The historical proximity between the societies of the Arabian Peninsula and the Horn of Africa has in recent years been increasingly experienced as a relationship of growing insecurity. The leading Gulf States have rapidly expanded not just their economic and political roles on the other side of the Red Sea but have in the last three years also militarized their engagement, including the deployment of combat forces and the establishment of military bases on African soil in Djibouti, Eritrea, Somaliland, Somalia and Sudan.
Harry Verhoeven argues that the securitization of interactions between the Gulf and the Horn is not a transient phenomenon but the result of structural shifts that accompany a history of inter-regional connectivity to provide an explanation that goes beyond transactional geopolitical jockeying. For all the obvious differences in wealth and global influence, the Gulf and the Horn are markedly similar in other regards- and it is some of these similarities that are causing them to become increasingly enmeshed with each other in the security realm. Both the Gulf and the Horn are regional security complexes dominated by the politics of state survival and regime survival; they are regions of the world where the redrawing of borders is not just hypothetical but an empirical reality experienced in the recent past- see the creation of Eritrea, Somaliland and South Sudan as well as the de facto partitioning of Yemen (and, somewhat further afield, Libya).

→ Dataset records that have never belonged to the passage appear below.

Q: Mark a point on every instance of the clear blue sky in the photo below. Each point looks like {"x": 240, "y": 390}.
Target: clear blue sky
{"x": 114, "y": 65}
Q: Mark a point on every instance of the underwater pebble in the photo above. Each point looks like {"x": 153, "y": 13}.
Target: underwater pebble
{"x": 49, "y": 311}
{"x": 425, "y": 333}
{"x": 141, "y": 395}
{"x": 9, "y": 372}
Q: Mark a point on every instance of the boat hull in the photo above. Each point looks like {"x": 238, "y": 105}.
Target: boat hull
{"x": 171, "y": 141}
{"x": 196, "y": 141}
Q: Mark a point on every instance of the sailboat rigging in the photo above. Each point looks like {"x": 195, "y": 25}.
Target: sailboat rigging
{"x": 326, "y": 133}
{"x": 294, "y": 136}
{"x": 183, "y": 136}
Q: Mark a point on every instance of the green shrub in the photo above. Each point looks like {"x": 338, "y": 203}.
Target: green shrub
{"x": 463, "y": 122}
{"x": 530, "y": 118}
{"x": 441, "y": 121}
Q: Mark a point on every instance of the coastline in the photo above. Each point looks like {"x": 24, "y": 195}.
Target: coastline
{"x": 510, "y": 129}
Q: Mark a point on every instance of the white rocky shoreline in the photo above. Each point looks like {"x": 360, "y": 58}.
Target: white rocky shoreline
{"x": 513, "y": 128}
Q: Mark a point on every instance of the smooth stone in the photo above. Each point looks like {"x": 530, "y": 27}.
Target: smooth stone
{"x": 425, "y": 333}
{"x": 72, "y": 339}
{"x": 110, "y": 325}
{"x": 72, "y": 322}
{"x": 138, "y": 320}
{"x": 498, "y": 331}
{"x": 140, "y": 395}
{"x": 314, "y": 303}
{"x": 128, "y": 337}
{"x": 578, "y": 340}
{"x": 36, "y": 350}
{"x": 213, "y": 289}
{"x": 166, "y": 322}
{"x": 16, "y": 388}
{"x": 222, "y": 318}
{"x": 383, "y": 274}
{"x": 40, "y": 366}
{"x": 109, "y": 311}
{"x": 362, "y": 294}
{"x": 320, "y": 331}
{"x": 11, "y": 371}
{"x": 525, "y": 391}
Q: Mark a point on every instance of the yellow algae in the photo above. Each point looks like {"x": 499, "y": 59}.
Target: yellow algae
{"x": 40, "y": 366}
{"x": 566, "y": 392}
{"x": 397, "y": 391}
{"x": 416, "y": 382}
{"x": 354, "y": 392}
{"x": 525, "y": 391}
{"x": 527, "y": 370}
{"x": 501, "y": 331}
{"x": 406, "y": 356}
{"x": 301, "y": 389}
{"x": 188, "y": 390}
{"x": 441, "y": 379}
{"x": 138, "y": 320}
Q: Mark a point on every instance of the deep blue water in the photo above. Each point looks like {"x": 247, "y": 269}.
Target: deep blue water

In the midst of such politics of “state formation and decay” (Clapham 2017), the designs for regional order of the leading actors in the Gulf and the Horn are not solely contested by other aspiring hegemons within their respective subregions, but are clashing with those on the other side of the Red Sea. Saudi Arabia, Ethiopia, Iran and the United Arab Emirates are each offering a different vision of regional primacy, driven by insecurities about their domestic political settlement and therefore accompanied by processes of centralization and state-building internally. The tendency of elites to see the success of their regional ambitions as intimately linked to their ability to hold onto power domestically is crucial; because the stakes of these new geopolitics are perceived as existential, the wider region around these key states is increasingly securitized, leading to a redrawing of the imagined security perimeter that any regional order must consolidate. This is producing a pattern of regional polarization and security interdependence that is profoundly destabilizing, locally as well as internationally.
Prof. Harry Verhoeven works at the School of Foreign Service, Georgetown University in Qatar. He is the author of Water, Civilisation and Power in Sudan. The Political Economy of Military-Islamist State Building (Cambridge University Press, 2015) and Why Comrades Go To War. Liberation Politics and the Outbreak of Africa’s Deadliest Conflict (Hurst/Oxford University Press, 2016) and the editor of the forthcoming Environmental Politics in the Middle East. Local Struggles, Global Connections (Hurst/Oxford University Press). He acquired his doctorate from the University of Oxford and was a Visiting Scholar at the University of Cambridge in 2016-2017. In the recent past, he has collaborated with the World Bank, UNDP and the UN Department of Political Affairs. He remains the Convenor of the Oxford University China-Africa Network (OUCAN) and is co-editor of the new Cambridge University Press book series on Intelligence and National Security in Africa and the Middle East.